WARFARIN DOSAGE ADJUSTMENT IN PATIENTS WITH GENETIC VARIABILITY

Warfarin is a potent drug that when used judiciously and monitored closely, leads to substantial reductions in morbidity and mortality from thromboembolic events. However, even with careful monitoring, initiation of warfarin dosing is associated with highly variable responses between individuals and challenges achieving and maintaining levels within the narrow therapeutic range that can lead to adverse drug events. Genetic factors most correlated with warfarin dose requirements are variations in the genes encoding the enzymes cytochrome P450 2C9 (CYP2C9) and vitamin K epoxide reductase (VKOR).

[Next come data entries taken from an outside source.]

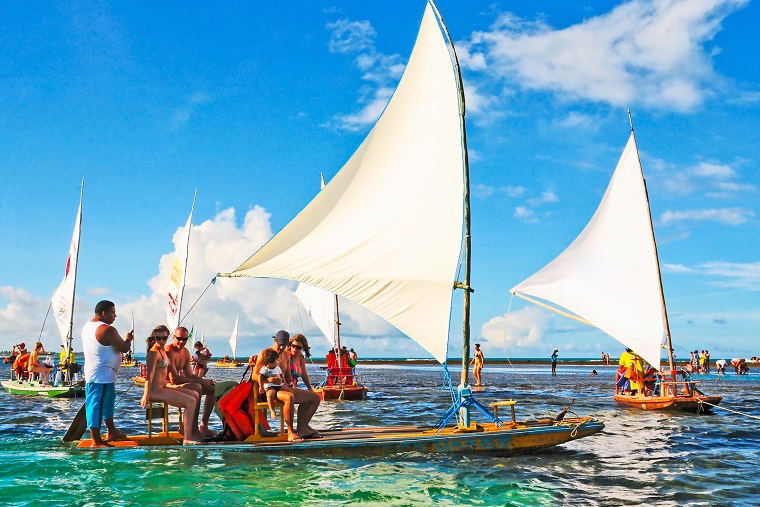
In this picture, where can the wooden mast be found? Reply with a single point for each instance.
(671, 360)
(465, 284)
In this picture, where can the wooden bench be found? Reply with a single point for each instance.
(508, 403)
(261, 411)
(160, 410)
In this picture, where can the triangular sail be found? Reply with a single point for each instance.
(178, 275)
(386, 232)
(63, 298)
(233, 340)
(320, 304)
(609, 275)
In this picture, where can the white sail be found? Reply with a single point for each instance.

Patients receiving warfarin who possess one or more genetic variations in CYP2C9 and VKORC1 are at increased risk of adverse drug events and require significant dose reductions to achieve a therapeutic international normalized ratio (INR). The results of this study suggests that the CYP2C9*2 and CYP2C9*3 polymorphisms associates an increased risk for over anticoagulation and bleeding events among patients using warfarin anticoagulant, although small numbers in some cases would suggest the need for caution in interpretation. To reduce the risk of adverse reactions in patients, screening for CYP2C9 variants helps the clinicians to develop the new required dosing protocols and surveillance techniques in patients using warfarin(14). The theme of this review was explaining, of association of CYP2C9*2 & CYP2C9*3 variants are in over anticoagulation & bleeding events in warfarin therapy.